Court Appointed GALs in Custody Cases: Are They Constitutional?

Family courts often appoint attorneys or others to act on behalf of the court or work in the best interests of the child. What these individuals are called varies from state to state. For the sake of simplicity, when the appointment refers to a person appointed to work on behalf of the Court, we refer to them as a Guardian Ad Litem (GAL). Most attorneys practicing family law have at some point been in a case where a GAL was appointed. This article posits that when the appointment of a GAL is made on behalf of the court, rather than representing what the child wants as a party to the action, the appointment creates a circumstance that may be unconstitutional and a violation of the rights of an individual party.

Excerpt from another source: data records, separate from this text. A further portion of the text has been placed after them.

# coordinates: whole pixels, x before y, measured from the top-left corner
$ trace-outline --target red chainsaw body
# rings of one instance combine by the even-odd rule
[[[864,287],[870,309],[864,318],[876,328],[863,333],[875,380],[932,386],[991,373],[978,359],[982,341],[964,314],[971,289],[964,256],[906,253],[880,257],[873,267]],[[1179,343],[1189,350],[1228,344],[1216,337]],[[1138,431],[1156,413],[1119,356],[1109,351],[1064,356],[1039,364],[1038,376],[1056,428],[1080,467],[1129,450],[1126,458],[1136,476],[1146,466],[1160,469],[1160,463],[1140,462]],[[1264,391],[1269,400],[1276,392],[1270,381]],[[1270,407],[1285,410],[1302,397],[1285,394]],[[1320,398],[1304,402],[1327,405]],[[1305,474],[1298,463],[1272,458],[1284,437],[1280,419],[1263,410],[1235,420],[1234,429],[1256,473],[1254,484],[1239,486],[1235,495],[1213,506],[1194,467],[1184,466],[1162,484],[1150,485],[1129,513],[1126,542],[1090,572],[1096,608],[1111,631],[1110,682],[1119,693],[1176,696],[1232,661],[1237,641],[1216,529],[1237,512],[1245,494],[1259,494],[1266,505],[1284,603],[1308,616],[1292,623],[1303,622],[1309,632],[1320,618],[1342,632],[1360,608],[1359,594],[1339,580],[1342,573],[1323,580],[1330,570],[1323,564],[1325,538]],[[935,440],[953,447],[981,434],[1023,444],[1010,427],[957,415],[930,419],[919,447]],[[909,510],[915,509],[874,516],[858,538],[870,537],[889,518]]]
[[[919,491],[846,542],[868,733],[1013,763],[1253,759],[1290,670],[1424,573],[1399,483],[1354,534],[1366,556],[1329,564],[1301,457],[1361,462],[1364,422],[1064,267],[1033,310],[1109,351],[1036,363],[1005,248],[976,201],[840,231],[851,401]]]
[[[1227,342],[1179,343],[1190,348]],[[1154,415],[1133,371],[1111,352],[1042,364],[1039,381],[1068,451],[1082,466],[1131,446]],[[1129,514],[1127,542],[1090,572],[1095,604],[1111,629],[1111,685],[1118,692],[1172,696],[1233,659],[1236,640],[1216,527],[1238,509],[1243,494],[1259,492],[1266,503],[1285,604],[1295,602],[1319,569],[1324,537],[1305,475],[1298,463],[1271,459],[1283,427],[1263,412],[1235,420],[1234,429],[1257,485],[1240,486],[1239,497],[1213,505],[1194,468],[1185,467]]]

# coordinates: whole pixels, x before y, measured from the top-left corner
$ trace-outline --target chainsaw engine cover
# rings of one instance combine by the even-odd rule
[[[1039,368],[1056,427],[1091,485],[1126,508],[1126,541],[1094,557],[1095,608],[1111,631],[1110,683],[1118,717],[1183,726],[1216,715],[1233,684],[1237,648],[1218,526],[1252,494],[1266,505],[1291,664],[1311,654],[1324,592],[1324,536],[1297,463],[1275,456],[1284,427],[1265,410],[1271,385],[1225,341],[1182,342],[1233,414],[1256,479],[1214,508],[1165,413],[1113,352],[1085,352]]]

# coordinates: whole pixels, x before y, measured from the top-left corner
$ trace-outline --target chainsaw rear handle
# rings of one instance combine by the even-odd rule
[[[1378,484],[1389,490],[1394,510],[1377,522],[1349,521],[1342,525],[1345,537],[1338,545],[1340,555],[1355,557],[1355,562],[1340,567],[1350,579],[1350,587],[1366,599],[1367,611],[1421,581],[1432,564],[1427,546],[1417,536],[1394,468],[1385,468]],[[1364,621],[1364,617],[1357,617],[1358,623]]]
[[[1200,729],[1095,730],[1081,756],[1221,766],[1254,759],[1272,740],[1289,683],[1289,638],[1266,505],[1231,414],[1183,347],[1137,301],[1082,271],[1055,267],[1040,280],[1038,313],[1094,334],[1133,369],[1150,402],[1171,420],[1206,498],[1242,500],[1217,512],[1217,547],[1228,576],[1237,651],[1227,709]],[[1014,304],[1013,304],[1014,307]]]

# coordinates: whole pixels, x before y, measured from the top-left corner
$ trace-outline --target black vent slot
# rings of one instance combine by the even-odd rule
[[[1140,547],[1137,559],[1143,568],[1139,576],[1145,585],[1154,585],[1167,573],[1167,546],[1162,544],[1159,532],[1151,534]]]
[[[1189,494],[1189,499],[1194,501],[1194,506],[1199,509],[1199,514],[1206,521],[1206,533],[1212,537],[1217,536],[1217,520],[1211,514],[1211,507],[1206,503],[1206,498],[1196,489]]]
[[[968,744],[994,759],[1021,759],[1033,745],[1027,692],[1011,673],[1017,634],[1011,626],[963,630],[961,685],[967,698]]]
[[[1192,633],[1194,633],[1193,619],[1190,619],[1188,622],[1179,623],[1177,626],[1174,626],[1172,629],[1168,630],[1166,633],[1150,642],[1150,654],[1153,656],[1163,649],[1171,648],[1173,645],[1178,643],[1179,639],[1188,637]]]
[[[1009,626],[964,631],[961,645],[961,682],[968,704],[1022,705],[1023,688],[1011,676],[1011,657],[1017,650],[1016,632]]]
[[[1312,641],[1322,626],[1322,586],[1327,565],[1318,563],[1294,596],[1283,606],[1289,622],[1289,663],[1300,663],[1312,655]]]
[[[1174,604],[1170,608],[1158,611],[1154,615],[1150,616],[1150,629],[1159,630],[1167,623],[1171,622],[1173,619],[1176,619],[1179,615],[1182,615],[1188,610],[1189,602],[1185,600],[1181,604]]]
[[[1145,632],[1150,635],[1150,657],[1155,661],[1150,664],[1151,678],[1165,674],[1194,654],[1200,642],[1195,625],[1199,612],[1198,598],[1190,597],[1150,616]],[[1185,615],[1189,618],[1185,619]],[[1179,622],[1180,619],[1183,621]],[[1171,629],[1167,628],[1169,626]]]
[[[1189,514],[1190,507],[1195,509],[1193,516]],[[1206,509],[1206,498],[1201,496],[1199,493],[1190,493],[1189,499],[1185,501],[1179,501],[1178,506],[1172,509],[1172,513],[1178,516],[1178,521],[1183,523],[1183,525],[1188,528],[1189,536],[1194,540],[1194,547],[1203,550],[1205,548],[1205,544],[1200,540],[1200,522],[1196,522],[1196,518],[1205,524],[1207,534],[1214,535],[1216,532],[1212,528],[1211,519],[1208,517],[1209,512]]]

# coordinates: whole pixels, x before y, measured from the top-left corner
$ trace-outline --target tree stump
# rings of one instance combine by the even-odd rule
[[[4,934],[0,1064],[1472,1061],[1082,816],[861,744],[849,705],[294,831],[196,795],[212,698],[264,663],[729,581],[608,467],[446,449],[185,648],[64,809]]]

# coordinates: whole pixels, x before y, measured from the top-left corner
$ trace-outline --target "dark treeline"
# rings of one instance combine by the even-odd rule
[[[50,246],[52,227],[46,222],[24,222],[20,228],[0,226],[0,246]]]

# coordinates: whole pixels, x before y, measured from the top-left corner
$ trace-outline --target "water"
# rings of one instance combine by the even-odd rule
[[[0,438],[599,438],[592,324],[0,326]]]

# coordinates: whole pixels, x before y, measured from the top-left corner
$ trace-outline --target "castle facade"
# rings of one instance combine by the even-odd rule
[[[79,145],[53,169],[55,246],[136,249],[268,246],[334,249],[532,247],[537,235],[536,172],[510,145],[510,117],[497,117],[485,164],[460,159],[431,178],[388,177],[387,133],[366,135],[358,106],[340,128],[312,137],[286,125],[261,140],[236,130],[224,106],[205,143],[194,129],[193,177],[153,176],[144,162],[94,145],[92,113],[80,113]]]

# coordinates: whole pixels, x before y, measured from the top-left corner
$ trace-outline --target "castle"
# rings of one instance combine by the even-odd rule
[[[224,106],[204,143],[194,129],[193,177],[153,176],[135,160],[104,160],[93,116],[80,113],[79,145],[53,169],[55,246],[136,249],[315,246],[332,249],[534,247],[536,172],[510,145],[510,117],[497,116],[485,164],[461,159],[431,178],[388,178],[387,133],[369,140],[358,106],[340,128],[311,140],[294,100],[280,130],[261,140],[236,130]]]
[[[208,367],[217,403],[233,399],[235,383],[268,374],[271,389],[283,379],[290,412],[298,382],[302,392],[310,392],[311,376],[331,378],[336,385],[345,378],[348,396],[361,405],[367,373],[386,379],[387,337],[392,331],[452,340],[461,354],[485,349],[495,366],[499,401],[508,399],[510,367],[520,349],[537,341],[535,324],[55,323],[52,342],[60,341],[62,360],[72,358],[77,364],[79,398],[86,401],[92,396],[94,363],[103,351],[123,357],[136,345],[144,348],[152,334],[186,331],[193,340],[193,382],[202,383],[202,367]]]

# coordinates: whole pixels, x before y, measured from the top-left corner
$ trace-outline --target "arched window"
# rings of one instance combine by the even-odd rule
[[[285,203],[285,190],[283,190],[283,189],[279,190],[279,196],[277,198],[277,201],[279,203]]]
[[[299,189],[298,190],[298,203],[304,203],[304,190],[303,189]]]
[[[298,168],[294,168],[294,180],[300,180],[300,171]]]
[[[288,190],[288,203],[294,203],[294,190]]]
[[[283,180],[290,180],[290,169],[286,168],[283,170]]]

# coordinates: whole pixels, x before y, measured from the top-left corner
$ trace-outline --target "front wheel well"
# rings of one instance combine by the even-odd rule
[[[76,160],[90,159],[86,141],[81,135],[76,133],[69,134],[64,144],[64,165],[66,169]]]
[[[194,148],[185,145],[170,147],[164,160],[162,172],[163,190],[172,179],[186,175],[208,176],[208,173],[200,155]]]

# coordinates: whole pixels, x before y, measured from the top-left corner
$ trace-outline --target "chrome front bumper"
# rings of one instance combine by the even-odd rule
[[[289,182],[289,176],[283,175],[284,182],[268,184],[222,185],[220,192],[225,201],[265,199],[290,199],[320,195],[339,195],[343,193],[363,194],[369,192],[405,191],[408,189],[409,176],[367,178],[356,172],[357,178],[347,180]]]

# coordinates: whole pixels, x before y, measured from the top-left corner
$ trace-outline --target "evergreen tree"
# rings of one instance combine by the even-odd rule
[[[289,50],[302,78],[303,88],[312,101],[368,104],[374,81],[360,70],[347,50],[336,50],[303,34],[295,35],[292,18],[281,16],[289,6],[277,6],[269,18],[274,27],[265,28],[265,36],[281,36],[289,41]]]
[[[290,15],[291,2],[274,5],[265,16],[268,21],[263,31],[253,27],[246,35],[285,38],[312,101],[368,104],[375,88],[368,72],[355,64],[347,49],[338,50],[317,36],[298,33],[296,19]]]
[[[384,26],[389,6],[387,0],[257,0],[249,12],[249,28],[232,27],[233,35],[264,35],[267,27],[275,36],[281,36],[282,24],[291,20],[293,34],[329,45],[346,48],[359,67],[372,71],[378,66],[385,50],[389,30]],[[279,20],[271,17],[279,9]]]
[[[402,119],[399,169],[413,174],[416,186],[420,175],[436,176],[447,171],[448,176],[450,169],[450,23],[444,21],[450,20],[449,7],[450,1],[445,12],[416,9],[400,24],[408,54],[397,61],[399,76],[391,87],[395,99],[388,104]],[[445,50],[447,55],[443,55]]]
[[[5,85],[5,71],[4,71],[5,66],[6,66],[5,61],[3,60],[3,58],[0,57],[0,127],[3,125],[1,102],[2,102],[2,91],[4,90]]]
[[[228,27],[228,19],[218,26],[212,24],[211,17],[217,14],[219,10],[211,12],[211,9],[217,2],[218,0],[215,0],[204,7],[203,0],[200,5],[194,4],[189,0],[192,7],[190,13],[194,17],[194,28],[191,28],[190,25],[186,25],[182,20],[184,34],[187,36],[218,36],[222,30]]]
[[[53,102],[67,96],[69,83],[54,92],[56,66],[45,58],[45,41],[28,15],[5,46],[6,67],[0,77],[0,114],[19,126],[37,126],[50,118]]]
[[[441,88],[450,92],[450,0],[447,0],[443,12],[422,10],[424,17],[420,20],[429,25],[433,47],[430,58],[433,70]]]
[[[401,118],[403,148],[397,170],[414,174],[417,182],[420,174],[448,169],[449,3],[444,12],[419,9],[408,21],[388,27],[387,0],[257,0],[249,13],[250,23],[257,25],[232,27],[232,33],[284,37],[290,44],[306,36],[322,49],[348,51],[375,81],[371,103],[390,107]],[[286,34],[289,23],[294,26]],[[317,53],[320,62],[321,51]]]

The parties in a child custody dispute each offer the court what they believe is in the best interests of the child. Judges should approach each case independently, comply with the law, and determine the relevant facts. Only then should they make a decision about the “good of the child”. In carrying out his prosecution, no judge is permitted to have ex parte contact with counsel, parties or other witnesses to the case. They are supposed to be neutral referees. Our justice system is an adversarial system, even in the area of ​​family law, where parties with opposing positions bring them to justice and then the court, without a jury, after a hearing, makes a best-interest decision. When a GAL performs work on behalf of the court, it is as if the court had its own private investigator, and thereby the GAL effectively makes the court like a third party in a two-party case.